Suprema Corte di Cassazione
sezione V
sentenza 11 luglio 2014, n. 30790
Ritenuto in fatto
1. Il difensore di D.N.A. propone ricorso per cassazione contro la sentenza emessa in data 22 gennaio 2013 dalla Tribunale di Lanciano che confermava la decisione adottata dal Giudice di Pace di Atessa il 25 ottobre 2011, che aveva condannato D.N.A., per il reato di cui all’articolo 594 del codice penale, alla pena di euro 150 di multa e al risarcimento dei danni, nei confronti della costituita parte civile, S.L., liquidati in complessivi euro 300.
2. Avverso la decisione di primo grado D.N.A. aveva proposto appello, lamentando l’erronea valutazione delle risultanze dell’istruttoria da parte del giudice di prime cure, in particolare, evidenziando che S., in querela, aveva riferito di essere stato apostrofato dall’imputato con un’espressione leggermente diversa da quella riportata nel capo d’imputazione e ciò avrebbe modificato l’impostazione difensiva adottata dall’imputato. Tali doglianze sono state ritenute infondate e il giudice di secondo grado ha confermato l’impugnata sentenza.

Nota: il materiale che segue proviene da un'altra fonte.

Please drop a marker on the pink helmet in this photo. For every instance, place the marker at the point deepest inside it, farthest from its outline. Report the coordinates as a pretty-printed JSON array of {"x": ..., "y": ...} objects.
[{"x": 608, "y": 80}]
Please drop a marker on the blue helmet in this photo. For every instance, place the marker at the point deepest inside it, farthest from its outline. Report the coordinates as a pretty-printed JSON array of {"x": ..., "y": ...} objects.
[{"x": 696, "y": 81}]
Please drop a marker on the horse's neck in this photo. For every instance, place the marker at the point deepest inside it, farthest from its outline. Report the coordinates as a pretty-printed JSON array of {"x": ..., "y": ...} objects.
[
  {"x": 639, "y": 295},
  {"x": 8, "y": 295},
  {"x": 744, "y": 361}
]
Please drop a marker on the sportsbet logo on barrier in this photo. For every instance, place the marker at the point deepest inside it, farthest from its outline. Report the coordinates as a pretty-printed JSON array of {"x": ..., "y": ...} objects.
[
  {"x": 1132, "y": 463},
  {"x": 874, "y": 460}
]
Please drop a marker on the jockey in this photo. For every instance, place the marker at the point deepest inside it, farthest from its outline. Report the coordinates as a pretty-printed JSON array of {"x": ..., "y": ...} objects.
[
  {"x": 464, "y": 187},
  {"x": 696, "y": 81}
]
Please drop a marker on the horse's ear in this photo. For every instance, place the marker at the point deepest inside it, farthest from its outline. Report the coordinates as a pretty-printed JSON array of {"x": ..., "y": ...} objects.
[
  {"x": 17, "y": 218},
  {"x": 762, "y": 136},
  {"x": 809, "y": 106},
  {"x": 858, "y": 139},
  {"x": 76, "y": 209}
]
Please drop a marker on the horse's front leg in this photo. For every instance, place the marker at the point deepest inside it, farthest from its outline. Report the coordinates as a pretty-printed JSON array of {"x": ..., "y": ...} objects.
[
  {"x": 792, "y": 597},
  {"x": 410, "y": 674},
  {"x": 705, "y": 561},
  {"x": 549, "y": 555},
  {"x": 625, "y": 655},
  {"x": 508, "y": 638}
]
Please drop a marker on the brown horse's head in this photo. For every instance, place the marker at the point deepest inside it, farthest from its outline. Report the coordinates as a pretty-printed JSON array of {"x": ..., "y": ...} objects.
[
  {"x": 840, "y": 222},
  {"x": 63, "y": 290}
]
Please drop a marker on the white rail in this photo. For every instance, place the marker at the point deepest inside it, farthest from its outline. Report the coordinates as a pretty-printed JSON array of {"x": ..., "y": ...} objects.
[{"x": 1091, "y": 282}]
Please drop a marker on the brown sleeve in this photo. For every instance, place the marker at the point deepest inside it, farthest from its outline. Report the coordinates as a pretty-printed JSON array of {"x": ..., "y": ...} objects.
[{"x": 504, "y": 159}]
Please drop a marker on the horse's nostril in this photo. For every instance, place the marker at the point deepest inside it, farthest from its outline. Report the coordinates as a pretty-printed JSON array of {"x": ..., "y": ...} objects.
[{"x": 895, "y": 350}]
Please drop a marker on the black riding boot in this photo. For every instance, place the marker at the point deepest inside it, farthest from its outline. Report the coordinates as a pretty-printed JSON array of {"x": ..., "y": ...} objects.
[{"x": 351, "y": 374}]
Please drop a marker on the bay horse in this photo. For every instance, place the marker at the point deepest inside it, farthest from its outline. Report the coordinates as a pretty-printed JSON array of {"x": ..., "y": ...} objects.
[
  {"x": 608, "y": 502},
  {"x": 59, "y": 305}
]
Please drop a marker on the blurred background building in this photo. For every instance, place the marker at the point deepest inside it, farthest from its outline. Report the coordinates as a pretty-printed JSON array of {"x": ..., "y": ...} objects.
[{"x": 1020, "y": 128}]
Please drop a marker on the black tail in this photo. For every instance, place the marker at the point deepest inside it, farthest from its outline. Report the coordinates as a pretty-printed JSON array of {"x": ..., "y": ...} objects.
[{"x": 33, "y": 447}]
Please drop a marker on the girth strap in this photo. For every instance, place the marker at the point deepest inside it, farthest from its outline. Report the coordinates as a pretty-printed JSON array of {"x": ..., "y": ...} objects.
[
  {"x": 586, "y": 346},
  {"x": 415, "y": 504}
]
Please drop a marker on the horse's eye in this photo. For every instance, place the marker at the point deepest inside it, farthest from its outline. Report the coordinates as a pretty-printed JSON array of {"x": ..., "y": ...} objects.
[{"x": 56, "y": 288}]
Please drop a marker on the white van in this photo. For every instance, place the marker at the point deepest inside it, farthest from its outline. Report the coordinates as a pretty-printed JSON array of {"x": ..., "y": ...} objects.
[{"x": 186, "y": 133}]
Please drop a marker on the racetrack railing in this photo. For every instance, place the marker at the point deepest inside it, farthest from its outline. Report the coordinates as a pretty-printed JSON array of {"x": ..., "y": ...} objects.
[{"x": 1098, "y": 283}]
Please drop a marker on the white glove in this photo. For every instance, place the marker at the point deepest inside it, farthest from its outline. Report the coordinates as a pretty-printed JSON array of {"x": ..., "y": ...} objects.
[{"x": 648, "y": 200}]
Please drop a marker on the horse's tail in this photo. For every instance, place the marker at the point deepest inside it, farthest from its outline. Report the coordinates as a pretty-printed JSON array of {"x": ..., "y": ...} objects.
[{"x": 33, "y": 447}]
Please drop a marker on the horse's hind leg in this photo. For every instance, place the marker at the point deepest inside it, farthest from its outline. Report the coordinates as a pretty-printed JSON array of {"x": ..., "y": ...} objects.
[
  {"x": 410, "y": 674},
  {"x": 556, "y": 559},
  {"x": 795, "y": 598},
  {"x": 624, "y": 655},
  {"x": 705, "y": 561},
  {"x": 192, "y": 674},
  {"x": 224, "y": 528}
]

3. Avverso tale decisione propone ricorso per cassazione il difensore di D.N.A. lamentando violazione di legge in ordine alla mancata correlazione tra l’imputazione contestata e il fatto ritenuto provato in sentenza.
Considerato in diritto
1. Con l’unico motivo d’impugnazione la difesa dei ricorrente lamenta l’inosservanza delle norme processuali e, in particolare, il principio di necessaria correlazione tra l’imputazione contestata e la sentenza, evidenziando che il Tribunale, in sede di appello, aveva ritenuto D.N.A. responsabile per avere pronunziato le parole “mi hai rubato un paio di guanti”, mentre il capo d’imputazione indicava la differente espressione diffamatoria “ti hanno visto rubare un paio di guanti”, con ciò violando il principio di correlazione tra contestazione e sentenza. Infatti, la seconda frase -ad avviso della difesa- si caratterizza per un’accusa personale che il soggetto agente pronunzia nei confronti della persona offesa, mentre quella “ti hanno visto rubare un paio di guanti” rappresenta un’accusa che proviene da terzi, riferita dall’agente. Conseguentemente la difesa dell’imputato, in sede di merito, aveva insistito sull’assenza di dolo, evidenziando che la frase proferita da D.N.A. era finalizzata a consentire all’imputato di prospettare alla persona offesa una difesa, dimostrando l’inconsistenza dell’accusa che gli veniva mossa. Pertanto, conclude per l’annullamento senza rinvio della decisione o, in via subordinata, con rinvio ad altra sezione del Tribunale.
2. La censura è fondata.
3. In tema d’ingiuria, il criterio cui fare riferimento ai fini della ravvisabilità del reato è il contenuto della frase pronunziata e il significato che le parole hanno nel linguaggio comune, prescindendo dalle intenzioni inespresse dell’offensore, come pure dalle sensazioni puramente soggettive che la frase può aver provocato nell’offeso (Cass. Sez. I, 21 febbraio 2007, n. 7157), occorrendo fare riferimento a un criterio di media convenzionale in rapporto alla personalità dell’offeso e dell’offensore, nonché al contesto nel quale l’espressione sia stata pronunziata (Cass. Sez. 5, 3 giugno 2005 n. 39454), mentre l’elemento soggettivo richiesto è il dolo generico, per il quale è, però, necessario pur sempre che l’agente faccia consapevolmente uso di parole ed espressioni socialmente interpretabili come offensive (Cass. Sez. 5, 7 febbraio 2013, n. 6169).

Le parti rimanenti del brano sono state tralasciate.